The materials used for ballistic applications have always taken a special spot in the manufacturing and study of protective amours. Although metals like steel provide adequate ballistic protection, they compromise the mobility of the soldier and since high mobility is a primary requirement for soldiers during combat. Therefore, at present most of the researchers are currently focusing on materials with properties like high impact resistance and high strength to weight ratio. In recent times, Aluminum alloys are recognized as the alternative materials which can provide good impact resistance and have a high strength to weight ratio and having better corrosion resistant properties which ultimately make it a suitable material for several military applications. In this research, one of the toughest aluminum alloys AA7075-T6 is considered for designing an armor plate and studied for its ballistic resistance.
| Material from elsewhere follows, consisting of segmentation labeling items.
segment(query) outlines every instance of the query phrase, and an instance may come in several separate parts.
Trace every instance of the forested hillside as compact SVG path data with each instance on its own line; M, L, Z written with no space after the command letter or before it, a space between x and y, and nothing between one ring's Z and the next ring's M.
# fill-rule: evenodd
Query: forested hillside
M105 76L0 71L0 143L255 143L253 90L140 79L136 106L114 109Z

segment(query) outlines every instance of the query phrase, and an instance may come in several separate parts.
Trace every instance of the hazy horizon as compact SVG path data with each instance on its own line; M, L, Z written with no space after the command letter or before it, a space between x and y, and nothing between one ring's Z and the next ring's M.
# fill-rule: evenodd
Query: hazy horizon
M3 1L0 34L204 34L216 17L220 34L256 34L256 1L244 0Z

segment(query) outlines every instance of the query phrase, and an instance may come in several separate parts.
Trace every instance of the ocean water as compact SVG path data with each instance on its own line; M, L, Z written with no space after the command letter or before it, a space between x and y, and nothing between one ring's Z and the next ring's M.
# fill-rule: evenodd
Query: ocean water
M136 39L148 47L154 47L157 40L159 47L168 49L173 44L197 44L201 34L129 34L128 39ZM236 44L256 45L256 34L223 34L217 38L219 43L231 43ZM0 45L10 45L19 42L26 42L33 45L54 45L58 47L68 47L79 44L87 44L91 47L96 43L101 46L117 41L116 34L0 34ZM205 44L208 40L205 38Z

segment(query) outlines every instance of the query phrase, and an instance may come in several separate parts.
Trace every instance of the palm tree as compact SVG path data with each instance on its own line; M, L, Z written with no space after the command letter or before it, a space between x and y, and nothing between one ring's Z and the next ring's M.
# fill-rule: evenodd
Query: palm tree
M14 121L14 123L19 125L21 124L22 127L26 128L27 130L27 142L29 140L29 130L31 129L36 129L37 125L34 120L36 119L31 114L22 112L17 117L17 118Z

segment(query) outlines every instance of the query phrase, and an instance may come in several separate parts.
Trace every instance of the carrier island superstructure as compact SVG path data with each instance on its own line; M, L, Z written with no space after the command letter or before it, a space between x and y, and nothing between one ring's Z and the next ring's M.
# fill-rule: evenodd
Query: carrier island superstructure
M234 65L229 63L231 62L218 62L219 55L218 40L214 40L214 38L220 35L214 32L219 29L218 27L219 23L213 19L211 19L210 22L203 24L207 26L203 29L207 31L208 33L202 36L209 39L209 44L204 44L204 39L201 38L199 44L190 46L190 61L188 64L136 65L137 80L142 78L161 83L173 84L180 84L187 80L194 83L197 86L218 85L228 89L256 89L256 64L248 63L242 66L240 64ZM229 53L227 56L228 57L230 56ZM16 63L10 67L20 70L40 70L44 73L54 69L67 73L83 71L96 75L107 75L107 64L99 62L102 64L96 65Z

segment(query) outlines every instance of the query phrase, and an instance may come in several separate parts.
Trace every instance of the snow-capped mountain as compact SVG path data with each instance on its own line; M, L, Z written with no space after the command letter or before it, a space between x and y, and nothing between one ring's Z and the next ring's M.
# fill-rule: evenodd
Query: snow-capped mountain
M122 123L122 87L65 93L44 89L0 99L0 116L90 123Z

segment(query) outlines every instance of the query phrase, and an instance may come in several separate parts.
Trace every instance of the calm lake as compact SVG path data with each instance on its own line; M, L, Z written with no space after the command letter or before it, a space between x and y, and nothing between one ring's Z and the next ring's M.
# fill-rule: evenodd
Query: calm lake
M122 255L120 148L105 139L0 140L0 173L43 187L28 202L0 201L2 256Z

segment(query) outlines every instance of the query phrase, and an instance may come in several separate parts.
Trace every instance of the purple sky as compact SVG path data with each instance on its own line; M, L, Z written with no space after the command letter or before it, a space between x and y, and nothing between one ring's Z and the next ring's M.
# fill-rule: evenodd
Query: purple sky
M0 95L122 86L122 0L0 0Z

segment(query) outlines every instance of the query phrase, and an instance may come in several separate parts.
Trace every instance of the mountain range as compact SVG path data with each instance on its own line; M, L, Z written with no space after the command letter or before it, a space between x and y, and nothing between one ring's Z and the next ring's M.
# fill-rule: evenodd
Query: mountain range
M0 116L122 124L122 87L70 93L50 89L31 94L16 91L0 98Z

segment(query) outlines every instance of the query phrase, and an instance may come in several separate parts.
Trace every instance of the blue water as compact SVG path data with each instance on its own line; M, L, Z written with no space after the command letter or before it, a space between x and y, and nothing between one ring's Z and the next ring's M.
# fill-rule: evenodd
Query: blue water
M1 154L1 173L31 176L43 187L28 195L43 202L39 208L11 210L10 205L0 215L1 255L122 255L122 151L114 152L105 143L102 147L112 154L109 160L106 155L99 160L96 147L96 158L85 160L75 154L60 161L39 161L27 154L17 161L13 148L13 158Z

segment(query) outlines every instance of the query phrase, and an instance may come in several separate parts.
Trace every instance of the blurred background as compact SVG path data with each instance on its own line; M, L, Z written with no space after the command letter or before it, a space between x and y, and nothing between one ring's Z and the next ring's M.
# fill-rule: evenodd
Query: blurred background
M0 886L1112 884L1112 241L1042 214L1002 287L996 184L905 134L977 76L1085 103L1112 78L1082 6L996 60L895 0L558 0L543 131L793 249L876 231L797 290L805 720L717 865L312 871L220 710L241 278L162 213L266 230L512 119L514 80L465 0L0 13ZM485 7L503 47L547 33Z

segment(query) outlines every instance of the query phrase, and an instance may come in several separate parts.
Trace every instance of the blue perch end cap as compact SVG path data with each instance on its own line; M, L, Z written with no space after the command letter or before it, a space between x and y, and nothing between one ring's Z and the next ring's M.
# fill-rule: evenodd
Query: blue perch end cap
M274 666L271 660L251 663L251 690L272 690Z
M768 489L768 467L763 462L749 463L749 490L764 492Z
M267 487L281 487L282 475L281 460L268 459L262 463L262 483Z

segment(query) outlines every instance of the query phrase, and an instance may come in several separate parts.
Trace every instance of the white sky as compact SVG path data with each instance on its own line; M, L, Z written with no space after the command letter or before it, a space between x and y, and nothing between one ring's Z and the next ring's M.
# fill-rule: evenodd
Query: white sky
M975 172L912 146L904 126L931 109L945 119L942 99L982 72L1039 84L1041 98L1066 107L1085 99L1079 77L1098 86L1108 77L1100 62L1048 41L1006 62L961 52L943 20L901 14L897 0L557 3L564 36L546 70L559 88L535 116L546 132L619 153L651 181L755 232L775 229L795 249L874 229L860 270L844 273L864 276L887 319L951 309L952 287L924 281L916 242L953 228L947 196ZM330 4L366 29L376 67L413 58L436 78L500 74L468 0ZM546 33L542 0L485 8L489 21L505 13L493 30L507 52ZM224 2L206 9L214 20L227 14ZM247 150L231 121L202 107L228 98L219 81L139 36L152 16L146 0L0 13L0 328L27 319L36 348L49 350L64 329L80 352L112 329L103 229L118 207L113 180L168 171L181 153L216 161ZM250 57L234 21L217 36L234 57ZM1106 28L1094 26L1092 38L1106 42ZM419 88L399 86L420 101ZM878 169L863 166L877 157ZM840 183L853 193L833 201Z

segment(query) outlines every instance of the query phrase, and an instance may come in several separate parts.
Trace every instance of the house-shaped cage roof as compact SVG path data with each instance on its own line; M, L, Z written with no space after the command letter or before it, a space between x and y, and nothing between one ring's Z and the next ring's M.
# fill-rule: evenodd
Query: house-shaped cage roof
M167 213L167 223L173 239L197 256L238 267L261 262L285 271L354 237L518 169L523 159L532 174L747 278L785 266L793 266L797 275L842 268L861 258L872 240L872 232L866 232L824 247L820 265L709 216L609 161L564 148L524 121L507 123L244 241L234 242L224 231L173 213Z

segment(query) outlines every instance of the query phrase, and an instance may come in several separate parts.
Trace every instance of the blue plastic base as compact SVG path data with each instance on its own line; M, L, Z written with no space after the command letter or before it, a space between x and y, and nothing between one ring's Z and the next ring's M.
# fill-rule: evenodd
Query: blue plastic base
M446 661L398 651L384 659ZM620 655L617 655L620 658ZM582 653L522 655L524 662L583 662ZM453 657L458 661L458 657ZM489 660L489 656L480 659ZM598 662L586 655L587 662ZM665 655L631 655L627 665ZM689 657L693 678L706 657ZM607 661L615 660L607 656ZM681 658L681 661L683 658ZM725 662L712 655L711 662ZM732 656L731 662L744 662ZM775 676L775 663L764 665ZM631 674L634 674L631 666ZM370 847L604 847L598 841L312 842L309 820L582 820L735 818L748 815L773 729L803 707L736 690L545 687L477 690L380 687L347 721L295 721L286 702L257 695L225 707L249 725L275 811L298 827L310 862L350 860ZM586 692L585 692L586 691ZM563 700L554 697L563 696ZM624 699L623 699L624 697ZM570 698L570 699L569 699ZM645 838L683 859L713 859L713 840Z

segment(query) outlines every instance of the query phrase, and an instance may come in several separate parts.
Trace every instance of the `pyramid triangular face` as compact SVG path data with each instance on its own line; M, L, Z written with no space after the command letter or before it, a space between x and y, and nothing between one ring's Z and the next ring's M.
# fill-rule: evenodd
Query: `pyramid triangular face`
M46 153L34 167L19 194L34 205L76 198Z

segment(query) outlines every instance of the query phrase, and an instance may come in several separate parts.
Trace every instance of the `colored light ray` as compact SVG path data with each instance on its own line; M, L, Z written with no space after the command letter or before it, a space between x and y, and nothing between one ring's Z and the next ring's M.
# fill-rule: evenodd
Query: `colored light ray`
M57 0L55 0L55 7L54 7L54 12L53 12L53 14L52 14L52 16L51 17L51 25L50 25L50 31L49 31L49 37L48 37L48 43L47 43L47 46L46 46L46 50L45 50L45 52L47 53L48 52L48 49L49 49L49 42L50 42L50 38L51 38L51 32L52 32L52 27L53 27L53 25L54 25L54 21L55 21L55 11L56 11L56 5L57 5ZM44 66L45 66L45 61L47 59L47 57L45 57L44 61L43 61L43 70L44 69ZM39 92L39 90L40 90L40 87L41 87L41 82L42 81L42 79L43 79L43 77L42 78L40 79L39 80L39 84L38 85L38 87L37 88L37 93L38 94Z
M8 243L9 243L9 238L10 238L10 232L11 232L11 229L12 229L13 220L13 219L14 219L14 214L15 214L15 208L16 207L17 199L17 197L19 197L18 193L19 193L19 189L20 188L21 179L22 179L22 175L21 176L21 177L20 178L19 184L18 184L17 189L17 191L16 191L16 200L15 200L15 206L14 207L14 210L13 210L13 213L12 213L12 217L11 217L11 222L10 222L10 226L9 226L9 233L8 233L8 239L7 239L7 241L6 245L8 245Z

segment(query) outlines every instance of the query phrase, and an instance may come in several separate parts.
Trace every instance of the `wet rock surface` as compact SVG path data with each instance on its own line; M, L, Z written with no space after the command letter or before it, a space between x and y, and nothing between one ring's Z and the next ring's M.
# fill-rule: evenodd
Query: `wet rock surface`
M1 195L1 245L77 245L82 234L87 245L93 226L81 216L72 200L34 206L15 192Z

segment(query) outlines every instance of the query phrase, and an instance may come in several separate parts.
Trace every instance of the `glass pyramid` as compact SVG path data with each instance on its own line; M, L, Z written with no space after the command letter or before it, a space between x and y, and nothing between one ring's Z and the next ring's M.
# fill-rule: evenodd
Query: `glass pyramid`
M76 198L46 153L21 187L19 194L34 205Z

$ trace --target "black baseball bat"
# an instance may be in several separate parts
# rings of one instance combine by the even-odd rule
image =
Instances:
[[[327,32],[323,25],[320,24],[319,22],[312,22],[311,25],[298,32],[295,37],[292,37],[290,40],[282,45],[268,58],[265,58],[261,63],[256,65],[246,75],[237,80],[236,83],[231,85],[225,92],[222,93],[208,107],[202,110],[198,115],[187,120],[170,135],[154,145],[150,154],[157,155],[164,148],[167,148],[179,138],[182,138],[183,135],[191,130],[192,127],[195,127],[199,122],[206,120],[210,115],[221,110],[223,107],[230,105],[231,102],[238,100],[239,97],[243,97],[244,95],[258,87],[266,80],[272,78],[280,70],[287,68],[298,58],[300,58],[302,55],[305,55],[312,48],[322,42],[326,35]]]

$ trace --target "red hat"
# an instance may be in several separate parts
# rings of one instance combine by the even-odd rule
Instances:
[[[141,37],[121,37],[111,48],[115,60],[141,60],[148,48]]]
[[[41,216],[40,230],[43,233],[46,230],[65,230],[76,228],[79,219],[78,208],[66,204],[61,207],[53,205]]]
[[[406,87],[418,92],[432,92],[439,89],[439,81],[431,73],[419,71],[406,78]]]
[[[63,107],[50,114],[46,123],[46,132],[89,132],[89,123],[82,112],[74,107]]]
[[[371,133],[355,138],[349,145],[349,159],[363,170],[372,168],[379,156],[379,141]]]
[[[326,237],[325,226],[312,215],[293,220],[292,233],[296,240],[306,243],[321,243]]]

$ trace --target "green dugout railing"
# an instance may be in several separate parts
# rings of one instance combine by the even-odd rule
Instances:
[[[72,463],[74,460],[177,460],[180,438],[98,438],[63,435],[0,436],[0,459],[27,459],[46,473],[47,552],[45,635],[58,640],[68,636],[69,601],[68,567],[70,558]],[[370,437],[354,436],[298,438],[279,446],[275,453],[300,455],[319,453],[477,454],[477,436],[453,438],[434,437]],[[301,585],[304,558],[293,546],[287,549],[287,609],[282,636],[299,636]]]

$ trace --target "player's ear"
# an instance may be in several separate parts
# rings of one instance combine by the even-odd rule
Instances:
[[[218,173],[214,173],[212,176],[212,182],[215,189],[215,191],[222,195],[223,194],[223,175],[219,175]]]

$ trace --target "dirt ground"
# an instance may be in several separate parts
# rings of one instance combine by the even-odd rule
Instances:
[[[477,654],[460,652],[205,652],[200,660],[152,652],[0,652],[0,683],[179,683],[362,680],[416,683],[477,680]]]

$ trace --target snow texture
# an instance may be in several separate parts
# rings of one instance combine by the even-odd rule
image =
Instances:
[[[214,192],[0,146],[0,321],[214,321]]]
Initially, the monolithic AA7075-T6 alloy of 18 mm was tested for its ballistic resistance limit and further it is designed with the ceramic plate of 3 mm and base alloy AA7075-T6 of 15 mm was tested to evaluate. Later the monolithic alloy of 18 mm was surface reinforced up to a thickness of 3 mm with different types of reinforcements and evaluated the bullet residual velocity after penetration of the armor piercing projectile. Numerical simulation was conducted using the prominent non-linear dynamic analysis software i.e., Ansys AUTODYNE version 19.2 and the respective values for the surface reinforced metal matrix composites revealed excellent results for the depth of penetration and residual velocity of the projectile.